Disguise is the core of the entire video package on the tour, provided by PRG.

“It enables us to effortlessly output eight 3G SDI feeds to all the LED screens, and because Disguise is a full 3D environment, we could use the various mapping types, particularly parallel mapping, to virtually project multiple pieces of content up to 4K resolution across multiple faces of each screen,” says Pigou. “No other product on the market allows us to utilize that vast amount of canvas in such a comprehensive package.”


PRG Disguise Operator Cameron Pigau controlling the LED cube content on the Las Vegas stop of Metallica’s tour.

Pigou set the system up to be highly adaptable to the needs of Lighting Designer Rob Koenig, who was able to use the screens as lighting fixtures. Because they could be turned into a lighting or video element, this gave him a whole other design surface to play with.

“The system took multiple Art-Net inputs for lighting as well as automation. With the servers, we set certain perimeters of the content that Rob had control over such as color and intensity to match his various looks,” Pigou continues. “We run a custom version of the D3 software in which our programmer Andrea from Nocte Studio created some modules that allow Rob to control the individual faces of each screen, essentially turning the 52 Video surfaces into LED lights with the push of a button.”

This added an extra depth to the overall visual design, as Pigou could run content in the background while Koenig ran lighting effects over the top to achieve chases or strobes timed perfectly with the music and the rest of his lighting rig.

Disguise was also used to seamlessly integrate the automation, provided by TAIT Towers, so the crew could see and program to the movements of the cubes in real time.

“We also made extensive use of Notch throughout the show - at least one third of the possible songs the band performed had Notch effects or Notch-generated content running,” Pigou says.

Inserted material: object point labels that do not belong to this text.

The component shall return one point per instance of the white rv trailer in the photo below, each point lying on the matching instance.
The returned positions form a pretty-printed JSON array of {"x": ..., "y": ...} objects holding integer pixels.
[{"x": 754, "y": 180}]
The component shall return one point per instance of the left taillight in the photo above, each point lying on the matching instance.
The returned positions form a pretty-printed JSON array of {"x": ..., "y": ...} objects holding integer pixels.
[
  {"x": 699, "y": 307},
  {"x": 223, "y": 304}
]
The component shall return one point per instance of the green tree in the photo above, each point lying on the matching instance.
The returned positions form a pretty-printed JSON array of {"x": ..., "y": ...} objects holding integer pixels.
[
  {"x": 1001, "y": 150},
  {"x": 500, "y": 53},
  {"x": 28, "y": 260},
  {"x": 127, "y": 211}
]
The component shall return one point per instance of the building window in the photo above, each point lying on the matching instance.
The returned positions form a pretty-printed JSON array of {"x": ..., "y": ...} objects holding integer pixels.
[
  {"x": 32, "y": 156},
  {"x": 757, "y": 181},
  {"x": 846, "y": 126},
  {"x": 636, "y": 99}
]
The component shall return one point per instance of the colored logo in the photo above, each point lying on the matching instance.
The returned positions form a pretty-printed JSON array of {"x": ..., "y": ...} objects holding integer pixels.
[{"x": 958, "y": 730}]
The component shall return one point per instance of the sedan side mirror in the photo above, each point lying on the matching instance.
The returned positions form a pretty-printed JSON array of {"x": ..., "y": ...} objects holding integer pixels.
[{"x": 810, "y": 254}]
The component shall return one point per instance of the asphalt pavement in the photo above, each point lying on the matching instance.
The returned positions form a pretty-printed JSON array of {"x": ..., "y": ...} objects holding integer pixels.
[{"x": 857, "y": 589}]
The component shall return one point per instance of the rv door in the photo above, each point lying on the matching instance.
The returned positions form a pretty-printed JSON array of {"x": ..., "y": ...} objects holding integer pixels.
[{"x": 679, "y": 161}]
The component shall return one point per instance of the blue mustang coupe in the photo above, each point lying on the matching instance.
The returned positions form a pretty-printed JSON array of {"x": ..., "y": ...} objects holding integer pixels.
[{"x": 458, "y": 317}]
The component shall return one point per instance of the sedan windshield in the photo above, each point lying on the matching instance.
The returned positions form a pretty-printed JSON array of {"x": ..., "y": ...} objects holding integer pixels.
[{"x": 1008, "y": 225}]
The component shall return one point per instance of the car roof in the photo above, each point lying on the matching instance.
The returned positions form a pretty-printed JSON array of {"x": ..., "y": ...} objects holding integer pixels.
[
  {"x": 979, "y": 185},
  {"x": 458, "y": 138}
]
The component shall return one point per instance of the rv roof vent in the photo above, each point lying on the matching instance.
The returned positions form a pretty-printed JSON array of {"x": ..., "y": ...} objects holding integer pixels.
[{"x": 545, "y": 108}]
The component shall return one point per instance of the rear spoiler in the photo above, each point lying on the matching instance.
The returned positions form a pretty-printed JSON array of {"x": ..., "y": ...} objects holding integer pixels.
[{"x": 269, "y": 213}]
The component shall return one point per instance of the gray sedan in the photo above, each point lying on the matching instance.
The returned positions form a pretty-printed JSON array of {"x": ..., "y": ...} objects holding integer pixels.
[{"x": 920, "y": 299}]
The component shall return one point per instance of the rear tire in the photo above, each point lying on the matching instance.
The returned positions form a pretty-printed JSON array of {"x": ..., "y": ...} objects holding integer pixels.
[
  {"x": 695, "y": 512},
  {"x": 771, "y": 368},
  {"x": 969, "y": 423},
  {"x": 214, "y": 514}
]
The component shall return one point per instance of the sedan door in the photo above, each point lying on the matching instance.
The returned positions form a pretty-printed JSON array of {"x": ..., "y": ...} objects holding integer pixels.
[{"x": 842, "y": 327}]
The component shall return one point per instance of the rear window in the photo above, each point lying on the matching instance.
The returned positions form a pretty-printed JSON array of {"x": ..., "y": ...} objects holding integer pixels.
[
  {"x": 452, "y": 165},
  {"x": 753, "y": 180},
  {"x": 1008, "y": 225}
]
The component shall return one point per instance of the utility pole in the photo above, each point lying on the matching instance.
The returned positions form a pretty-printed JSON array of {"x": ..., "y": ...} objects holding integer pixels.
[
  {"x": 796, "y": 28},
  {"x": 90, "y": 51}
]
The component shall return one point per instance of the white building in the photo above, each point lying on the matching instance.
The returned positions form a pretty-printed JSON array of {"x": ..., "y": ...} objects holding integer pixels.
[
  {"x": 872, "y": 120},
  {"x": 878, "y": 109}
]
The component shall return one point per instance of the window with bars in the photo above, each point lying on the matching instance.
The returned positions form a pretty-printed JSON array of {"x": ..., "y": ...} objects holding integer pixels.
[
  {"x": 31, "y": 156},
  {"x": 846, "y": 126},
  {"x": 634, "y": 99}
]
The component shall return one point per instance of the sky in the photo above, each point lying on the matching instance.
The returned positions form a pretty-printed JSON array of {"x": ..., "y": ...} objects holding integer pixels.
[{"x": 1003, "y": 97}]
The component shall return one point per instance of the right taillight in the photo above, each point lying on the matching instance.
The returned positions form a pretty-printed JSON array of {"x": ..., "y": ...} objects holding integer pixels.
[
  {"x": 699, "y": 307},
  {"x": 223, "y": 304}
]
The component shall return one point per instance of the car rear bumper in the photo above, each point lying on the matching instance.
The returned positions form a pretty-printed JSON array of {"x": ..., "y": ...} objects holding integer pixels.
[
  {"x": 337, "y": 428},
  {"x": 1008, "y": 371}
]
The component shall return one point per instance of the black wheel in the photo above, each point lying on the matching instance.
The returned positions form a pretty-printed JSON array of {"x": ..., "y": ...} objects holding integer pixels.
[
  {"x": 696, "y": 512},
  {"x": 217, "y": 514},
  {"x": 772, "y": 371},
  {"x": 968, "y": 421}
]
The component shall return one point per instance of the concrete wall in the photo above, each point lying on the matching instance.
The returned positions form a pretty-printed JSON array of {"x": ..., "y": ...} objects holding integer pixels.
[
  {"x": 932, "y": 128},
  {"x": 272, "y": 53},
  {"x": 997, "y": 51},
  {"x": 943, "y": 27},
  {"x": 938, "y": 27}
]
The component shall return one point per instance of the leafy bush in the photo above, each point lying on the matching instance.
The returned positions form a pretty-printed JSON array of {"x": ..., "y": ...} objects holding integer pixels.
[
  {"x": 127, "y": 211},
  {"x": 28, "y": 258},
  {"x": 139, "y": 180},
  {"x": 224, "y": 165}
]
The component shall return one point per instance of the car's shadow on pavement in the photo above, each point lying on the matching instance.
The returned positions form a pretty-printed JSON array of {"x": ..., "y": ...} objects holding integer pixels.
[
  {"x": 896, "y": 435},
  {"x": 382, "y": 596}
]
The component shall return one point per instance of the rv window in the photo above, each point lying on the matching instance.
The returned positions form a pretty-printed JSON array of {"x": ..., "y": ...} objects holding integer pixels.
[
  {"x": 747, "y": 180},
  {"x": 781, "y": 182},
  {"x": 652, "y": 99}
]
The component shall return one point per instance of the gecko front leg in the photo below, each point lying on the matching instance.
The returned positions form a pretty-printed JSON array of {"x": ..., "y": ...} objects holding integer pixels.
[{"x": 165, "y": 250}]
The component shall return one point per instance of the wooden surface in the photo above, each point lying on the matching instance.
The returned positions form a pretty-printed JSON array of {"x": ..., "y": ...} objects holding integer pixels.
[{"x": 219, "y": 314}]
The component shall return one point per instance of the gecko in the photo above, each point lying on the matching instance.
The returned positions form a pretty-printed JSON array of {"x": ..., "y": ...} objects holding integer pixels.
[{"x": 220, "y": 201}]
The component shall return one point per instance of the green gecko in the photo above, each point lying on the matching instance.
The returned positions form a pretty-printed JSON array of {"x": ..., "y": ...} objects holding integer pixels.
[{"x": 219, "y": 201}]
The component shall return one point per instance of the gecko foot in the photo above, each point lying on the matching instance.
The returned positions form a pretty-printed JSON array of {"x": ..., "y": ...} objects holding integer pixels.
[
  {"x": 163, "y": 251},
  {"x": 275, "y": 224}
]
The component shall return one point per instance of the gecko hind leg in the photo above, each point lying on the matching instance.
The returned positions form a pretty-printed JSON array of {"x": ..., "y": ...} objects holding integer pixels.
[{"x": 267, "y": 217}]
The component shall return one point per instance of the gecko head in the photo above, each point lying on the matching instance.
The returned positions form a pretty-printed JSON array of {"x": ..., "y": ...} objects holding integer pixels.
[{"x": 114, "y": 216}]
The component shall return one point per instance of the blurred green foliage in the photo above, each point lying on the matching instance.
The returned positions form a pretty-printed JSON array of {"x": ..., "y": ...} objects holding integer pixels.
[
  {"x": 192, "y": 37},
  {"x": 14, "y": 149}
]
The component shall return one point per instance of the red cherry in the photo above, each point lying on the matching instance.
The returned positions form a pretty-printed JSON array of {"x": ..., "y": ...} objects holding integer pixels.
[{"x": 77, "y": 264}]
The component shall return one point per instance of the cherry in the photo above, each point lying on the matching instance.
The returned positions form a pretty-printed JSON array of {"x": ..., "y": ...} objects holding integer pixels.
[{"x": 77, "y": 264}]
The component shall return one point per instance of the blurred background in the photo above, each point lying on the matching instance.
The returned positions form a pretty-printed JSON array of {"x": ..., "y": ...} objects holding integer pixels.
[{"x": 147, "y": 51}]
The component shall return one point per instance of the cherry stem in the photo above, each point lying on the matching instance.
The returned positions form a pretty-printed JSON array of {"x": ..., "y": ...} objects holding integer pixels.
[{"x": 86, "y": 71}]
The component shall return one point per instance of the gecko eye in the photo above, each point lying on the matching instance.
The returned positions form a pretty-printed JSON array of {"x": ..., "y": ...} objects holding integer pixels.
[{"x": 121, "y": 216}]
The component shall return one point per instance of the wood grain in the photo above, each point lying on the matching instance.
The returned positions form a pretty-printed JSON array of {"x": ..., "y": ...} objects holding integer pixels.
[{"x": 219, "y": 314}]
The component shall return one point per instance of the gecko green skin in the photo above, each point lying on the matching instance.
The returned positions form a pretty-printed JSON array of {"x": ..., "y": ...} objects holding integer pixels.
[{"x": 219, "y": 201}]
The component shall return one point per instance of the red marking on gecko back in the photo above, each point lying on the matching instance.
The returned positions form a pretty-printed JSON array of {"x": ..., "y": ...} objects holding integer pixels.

When he mentions “possible songs,” Pigou is referring to the band’s setlist, which changed every night of the tour.



“We didn’t see a setlist until five minutes before the show begins because there were rotating spots,” explains Pigou. “So, the show was designed around the concept of having slots where the band can change the songs and we can have looks that fit into those songs without conflicting with the staple songs that are played every night. Most of these slots are where Rob and I play around with the cubes as lighting fixtures and I have songs and content that we can utilize while still maintaining a unique design and experience for the crowd every night.”

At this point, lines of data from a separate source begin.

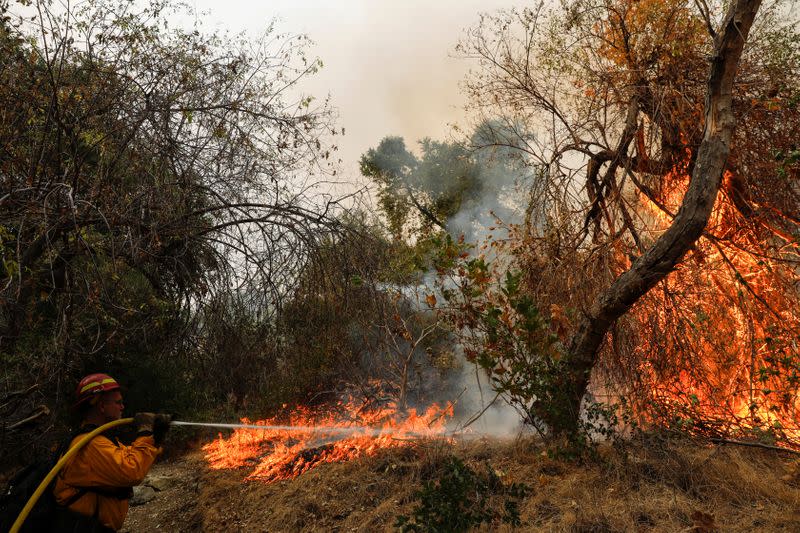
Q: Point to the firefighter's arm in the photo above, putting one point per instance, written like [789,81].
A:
[120,466]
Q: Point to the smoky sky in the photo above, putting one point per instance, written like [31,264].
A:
[388,65]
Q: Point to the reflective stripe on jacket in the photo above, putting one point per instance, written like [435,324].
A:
[107,466]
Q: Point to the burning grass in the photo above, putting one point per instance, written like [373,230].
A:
[289,446]
[654,485]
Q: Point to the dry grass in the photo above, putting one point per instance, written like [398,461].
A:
[652,486]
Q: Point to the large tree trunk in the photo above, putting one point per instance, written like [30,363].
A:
[691,220]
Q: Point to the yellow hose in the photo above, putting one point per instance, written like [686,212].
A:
[59,465]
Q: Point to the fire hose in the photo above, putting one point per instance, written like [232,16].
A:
[57,468]
[89,436]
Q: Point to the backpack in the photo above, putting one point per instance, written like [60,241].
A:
[20,489]
[22,486]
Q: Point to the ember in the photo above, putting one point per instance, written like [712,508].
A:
[286,448]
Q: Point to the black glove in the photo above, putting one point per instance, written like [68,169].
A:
[160,427]
[144,422]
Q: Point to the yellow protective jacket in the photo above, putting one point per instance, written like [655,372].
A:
[108,467]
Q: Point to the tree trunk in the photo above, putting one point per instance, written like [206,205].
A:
[658,261]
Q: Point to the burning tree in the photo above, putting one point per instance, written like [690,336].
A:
[659,255]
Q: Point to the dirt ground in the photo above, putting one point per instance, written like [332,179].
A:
[174,508]
[649,487]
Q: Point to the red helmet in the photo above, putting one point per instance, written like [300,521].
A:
[92,385]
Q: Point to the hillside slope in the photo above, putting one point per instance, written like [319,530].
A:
[652,486]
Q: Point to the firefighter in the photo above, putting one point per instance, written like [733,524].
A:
[93,489]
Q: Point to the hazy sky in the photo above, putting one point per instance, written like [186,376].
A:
[388,64]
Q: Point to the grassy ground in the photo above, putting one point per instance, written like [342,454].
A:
[651,485]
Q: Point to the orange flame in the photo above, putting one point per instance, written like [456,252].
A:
[279,453]
[732,359]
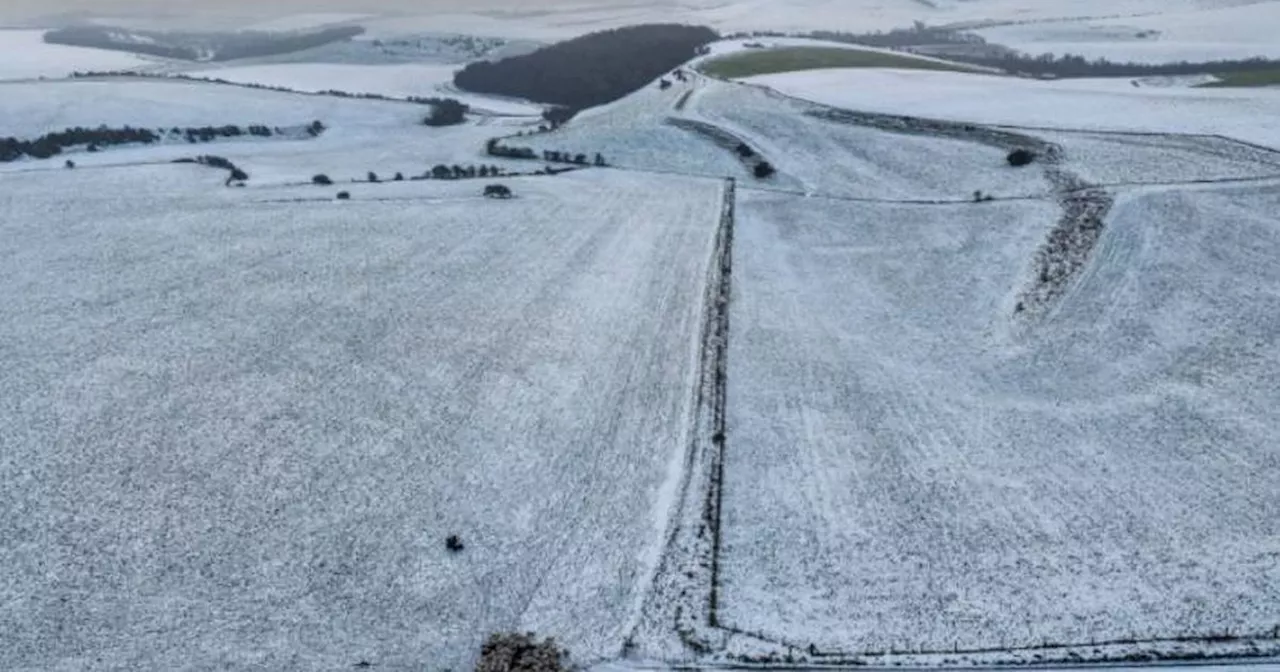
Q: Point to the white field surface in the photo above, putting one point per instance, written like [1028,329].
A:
[905,471]
[1079,104]
[237,432]
[631,133]
[830,159]
[401,80]
[26,55]
[1201,33]
[364,135]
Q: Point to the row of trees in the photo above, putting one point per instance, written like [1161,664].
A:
[592,69]
[494,147]
[334,92]
[196,45]
[446,112]
[95,138]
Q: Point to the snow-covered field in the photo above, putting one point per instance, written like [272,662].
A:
[832,159]
[402,80]
[362,135]
[1192,33]
[632,133]
[237,432]
[240,423]
[24,55]
[1087,104]
[905,471]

All the thought that went into this really made the difference for the crowd. GA seats got an intimate, classic concert performance. Mid-level tiers saw the cubes transform into different shapes, while the top tier got the full experience of the LED design.

“With this design, Dan has pioneered the best way to make an arena show both unique and enjoyable from every seat in the house and has set the benchmark for other shows to follow,” says O’Herlihy. “There isn’t a bad seat in the house.”

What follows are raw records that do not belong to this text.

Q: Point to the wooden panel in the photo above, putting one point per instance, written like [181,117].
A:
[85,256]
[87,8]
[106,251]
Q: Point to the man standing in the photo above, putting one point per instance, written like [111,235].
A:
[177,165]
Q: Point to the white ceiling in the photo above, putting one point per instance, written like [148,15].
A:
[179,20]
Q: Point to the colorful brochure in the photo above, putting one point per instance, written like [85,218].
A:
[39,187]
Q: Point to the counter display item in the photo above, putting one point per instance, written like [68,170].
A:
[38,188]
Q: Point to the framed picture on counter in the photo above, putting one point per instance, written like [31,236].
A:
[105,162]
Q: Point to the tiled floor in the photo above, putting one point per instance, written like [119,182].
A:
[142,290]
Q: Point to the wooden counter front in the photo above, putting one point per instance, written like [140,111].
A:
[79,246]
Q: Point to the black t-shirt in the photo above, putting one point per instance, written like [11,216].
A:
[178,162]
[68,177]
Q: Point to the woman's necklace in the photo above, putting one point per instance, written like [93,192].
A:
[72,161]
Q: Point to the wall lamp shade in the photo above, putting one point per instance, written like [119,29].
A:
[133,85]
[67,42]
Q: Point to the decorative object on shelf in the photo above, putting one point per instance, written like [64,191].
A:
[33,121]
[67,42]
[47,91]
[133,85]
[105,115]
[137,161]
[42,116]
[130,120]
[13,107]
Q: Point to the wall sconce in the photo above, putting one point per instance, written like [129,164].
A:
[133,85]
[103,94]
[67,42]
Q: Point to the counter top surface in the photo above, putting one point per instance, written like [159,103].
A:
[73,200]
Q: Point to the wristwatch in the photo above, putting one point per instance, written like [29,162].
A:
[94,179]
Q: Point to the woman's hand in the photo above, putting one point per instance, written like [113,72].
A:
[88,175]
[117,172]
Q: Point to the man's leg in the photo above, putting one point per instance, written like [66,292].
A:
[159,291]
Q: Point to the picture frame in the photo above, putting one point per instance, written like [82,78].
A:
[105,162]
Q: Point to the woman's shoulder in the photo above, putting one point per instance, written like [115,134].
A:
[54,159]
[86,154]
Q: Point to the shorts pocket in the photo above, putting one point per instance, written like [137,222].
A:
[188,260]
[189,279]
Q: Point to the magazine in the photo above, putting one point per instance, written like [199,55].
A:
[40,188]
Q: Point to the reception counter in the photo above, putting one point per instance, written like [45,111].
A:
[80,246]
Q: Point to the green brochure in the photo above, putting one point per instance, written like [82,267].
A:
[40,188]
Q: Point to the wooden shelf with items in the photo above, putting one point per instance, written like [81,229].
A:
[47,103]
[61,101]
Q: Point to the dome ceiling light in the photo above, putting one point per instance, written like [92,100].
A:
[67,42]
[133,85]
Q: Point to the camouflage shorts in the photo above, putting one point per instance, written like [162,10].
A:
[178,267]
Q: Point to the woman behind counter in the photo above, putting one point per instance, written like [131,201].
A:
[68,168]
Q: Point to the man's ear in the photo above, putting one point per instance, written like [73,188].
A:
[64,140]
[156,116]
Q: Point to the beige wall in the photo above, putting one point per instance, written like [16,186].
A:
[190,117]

The final North American leg of the tour wrapped on March 13, 2019 in Grand Rapids, Michigan. From there, “Hardwired” will move onto a full European stadium tour and finally, Australia and New Zealand. The majority of the crew will continue on the road together, with some additions to accommodate for the completely different stadium design.

“We have had some really tough days in the cold and rain that nobody enjoyed but we can all look back on them now and chuckle,” says McAuliffe. “That’s one of my favorite parts of touring, there are good days and bad days but all of them together create friendships and memories that you will always have.”

That positive sentiment echoed throughout the crew.

“Everyone is pretty much one big family out here,” says Pigou. “Each department works so closely with one another, that there’s no room for people who don’t get along. We all have a good time while doing our job and getting paid to tour the world. Can’t get much better than that.”